Building Data Science capability at UKHO: our October 2022 Research Week

Kate Liddell
UK Hydrographic Office
7 min readNov 4, 2022

This blog was co-authored by Dr Susan Nelmes, Andrew Smith, David Stephens and Dr Thomas Redfern.

Hello and welcome to our latest data science roundup of 2022! I’ve taken over the reins as your guide to our regular blog post in which we share our quarterly ‘research week’ findings, where we explore the interesting bits of data science and machine learning. This month the team look at data from the Sentinel satellites, the use of transformers for summarising text, topic modelling, graph databases for Automatic Identification System (AIS) data and explore new technologies.

Firstly, what is a research week?

Members of the Data Science team at the UK Hydrographic Office (UKHO) come up with excellent ideas for how we can apply the latest in machine learning or big data research to the marine data domain.

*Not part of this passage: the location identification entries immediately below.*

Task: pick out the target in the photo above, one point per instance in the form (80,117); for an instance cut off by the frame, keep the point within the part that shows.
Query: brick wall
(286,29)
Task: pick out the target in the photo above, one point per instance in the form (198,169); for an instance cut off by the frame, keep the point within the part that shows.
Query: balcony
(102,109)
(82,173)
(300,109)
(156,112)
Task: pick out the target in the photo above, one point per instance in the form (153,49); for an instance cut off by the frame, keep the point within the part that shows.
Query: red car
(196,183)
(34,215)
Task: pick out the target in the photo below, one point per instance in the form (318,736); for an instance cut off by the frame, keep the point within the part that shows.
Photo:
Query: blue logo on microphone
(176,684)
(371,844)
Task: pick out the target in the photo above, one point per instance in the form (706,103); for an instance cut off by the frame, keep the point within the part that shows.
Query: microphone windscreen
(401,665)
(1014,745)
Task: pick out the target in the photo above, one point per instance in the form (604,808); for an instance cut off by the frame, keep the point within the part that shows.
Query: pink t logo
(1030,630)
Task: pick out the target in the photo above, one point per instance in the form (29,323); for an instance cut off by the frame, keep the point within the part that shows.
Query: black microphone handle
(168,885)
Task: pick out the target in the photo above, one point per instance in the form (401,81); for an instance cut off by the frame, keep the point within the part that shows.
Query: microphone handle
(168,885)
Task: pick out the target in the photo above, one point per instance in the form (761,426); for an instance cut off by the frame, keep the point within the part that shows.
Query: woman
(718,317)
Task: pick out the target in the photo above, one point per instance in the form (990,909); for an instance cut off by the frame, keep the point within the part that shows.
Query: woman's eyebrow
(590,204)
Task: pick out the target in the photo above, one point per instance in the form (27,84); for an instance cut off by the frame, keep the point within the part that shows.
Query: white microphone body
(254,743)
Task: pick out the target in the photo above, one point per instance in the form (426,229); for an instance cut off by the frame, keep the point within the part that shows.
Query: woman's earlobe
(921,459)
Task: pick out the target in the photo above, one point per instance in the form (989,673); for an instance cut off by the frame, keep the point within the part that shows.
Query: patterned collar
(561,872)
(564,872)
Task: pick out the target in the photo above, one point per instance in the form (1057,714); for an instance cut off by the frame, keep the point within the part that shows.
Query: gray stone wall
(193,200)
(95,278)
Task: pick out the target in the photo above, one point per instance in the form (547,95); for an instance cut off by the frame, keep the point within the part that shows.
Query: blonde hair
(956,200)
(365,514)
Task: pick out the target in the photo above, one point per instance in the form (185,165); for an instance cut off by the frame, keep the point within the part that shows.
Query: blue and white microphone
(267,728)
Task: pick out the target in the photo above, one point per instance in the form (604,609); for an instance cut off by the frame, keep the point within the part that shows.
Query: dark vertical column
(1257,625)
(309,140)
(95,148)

Sometimes these ideas are outside the scope of our current project deliverables so, to push the boundaries of what is possible, every quarter we conduct a ‘research week’ — an allocated time for data scientists to experiment with new ideas, techniques and technologies.

In this blog, we outline our work, how it might tie into our future projects, and how the lessons learned can help deliver insight to UKHO business problems.

Dr Susan Nelmes: Investigating Level 2 Sentinel products

For this quarter’s research week, I investigated various marine products which are available from the Copernicus programme’s Sentinel satellites. The Data Science team here at UKHO have previously used Sentinel-1 and Sentinel-2 data in many of our projects, valuing its long-term, continuous, consistent and open data. We have not yet used any of the Level 2 products from the Sentinel-1 and Sentinel-3 satellites, these being geolocated, geophysical products processed from SAR (Synthetic Aperture Radar) data, so I looked into them to discover if they would be useful in our work.

An image of the Sentinel 1 satellite in space with the curve of the earth just visible in the bottom of the image.
Image credit: Sentinel-1

The Level 2 products from Sentinel-1 contain three components: Ocean Wind field (OWI), Ocean Swell spectra (OSW) and Surface Radial Velocity (RVL). These can be downloaded, in netCDF format, from the Copernicus Open Access Hub and explored using SNAP (SeNtinel Applications Platform) toolbox.

The Level 2 Sentinel-3 products include altimetry data both over land and water, provided in netCDF format. The marine data can be downloaded from the EUMETSAT Data Store and explored using BRAT (Broadview Radar Altimetry Toolbox) toolbox. Valuable documentation on all Sentinel missions and products is provided on their website.

This research week exploration provided a good insight into the data products available that our Data Science team may make use of in the future.

Andrew Smith: Exploring Transformers and Hugging Face

Transformers have become a dominant architecture in many areas of deep learning research, primarily in the fields of computer vision and natural language processing. A number of large language models have recently been developed given the availability of large text data sets, huge compute power, and the ability to efficiently train transformers in a self-supervised manner. These demonstrate amazing capabilities like text generation, text summarisation, and question-answering. Here at the UKHO, we have a number of text-based problems and products. Consequently, for this research week I spent some time learning more about transformers and exploring how they might be able to help us.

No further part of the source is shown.